When a nation’s polity is working smoothly, we say the nation is powerful. That power does not belong to a few; it belongs to the whole nation, a mark of its ability to act as one. The nation’s priorities and what it takes to achieve them are clear to each citizen, and so everyone is prepared to make sacrifices. They trust their government and its officials; they do not just tolerate or suffer them.
Effective social integration may be measured by the amount of solidarity generated within society. The misfortunes and pain of our fellow citizens become ours as well, just as we can rejoice and identify with their achievements. We accept limits to our own personal quest for wealth or power, knowing that the good of the nation is higher than ours. Weakly integrated societies tend to be rocked by rebellion and conflict. The daily life of the individual is a narrative of defiance against established authority. The law is felt not as an instrument for dispensing justice but as a tool to advance private interests.
And lastly, what are often called the basic institutions of a society are truly its formative structures – the family, the school, churches, and – in the modern world – the mass media. They supply us our deepest desires, motivations, and self-understanding. They form our consciences, develop the faculties of reason, shape our attitudes, and furnish us the foundations of our culture. When they are functioning properly, they are a source of legitimacy. They converge to tell us what is respectable, admirable, and legitimate, allowing no confusion in values. A well-formed society is a society with firm identities and stable value orientations. In contrast, a failed society is likely to have a cynical, demoralized, and apathetic population.
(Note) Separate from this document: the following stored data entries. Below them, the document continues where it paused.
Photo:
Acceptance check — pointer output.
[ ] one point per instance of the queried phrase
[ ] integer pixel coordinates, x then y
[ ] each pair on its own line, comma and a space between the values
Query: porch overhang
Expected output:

Using this simple paradigm, we may see right away how miserably we have done as a national community, and how mindlessly we have sacrificed our sources of strength — our formative institutions – at the altar of a brainless economic model based on the export of people. Instead of harnessing their talent and creativity to develop our country and enrich our way of life, we literally drive our people away to serve other societies. We can also see what irreparable injury our leaders commit when they routinely manipulate the law and brazenly exploit our regulatory institutions for the sake of political ambition and personal accumulation. It is time we began seeing like a nation.